La Iglesia católica concibe el orden global como expresión del Reino de Dios en el mundo. Su magisterio insiste en que la Iglesia puede y debe aportar una dimensión espiritual y moral a las estructuras que rigen la vida internacional. En Pacem, Dei Munus Pulcherrimum, el papa Benedicto XV exhortaba a que «todos los Estados… se unieran en una sola liga… una especie de familia de pueblos», presentando a la Iglesia como modelo de fraternidad y paz.

El proceso de sinodalidad, como manifestación del catolicismo global, está llamado a conducir a la Iglesia desde el paradigma del “imperio del espíritu occidental” hacia una Iglesia verdaderamente universal, en la que cuenten el pensamiento y la práctica de cada bautizado, en su diversidad planetaria.
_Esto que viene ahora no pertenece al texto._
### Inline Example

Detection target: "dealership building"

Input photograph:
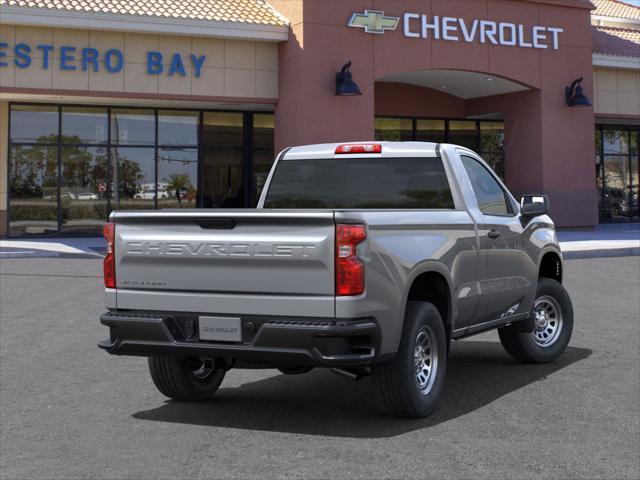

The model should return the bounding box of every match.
[0,0,638,237]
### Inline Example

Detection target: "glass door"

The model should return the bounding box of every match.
[201,112,245,208]
[598,126,640,222]
[632,130,639,221]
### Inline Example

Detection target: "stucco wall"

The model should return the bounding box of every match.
[0,25,278,99]
[593,67,640,117]
[375,83,466,118]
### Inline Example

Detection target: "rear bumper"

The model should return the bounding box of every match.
[98,311,380,367]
El bautismo incorpora al creyente al Cuerpo de Cristo, verdadera «familia de las naciones». Gaudium et Spes (42) recuerda que la Iglesia, «universal en cuanto que no está comprometida con ninguna cultura ni sistema político, económico o social», puede servir así de «puente entre las diferentes comunidades de personas y naciones». Los principios de subsidiariedad y solidaridad garantizan que las estructuras globales respeten la libertad humana y la dignidad de las comunidades intermedias, evitando la tentación de un «gobierno mundial» monolítico, contrario a la enseñanza de la Iglesia sobre la libertad.

Aunque las Naciones Unidas han desempeñado un papel central en el proceso de descolonización, basado en el principio de autodeterminación de los pueblos, el Sur global continúa marginado. La defensa de los pueblos oprimidos y poscoloniales, así como la protección de los valores democráticos, a menudo se ven bloqueadas por enfrentamientos entre bloques de intereses antagónicos que utilizan el derecho de veto para salvaguardar sus beneficios o los de sus aliados. Esta es la causa principal de la actual «parálisis» de la ONU.

Ofrecer un espacio para «escuchar» es un objetivo loable. Escuchar al interlocutor ayuda a crear un clima de confianza y a mejorar el diálogo. Escuchar en el Espíritu abre el corazón de cada uno a la presencia viva de Dios; la sinodalidad organiza a toda la comunidad para «escuchar» colectivamente al mismo Espíritu. Todos están llamados a contribuir a este avance, por el bien de los pueblos y del pueblo de Dios.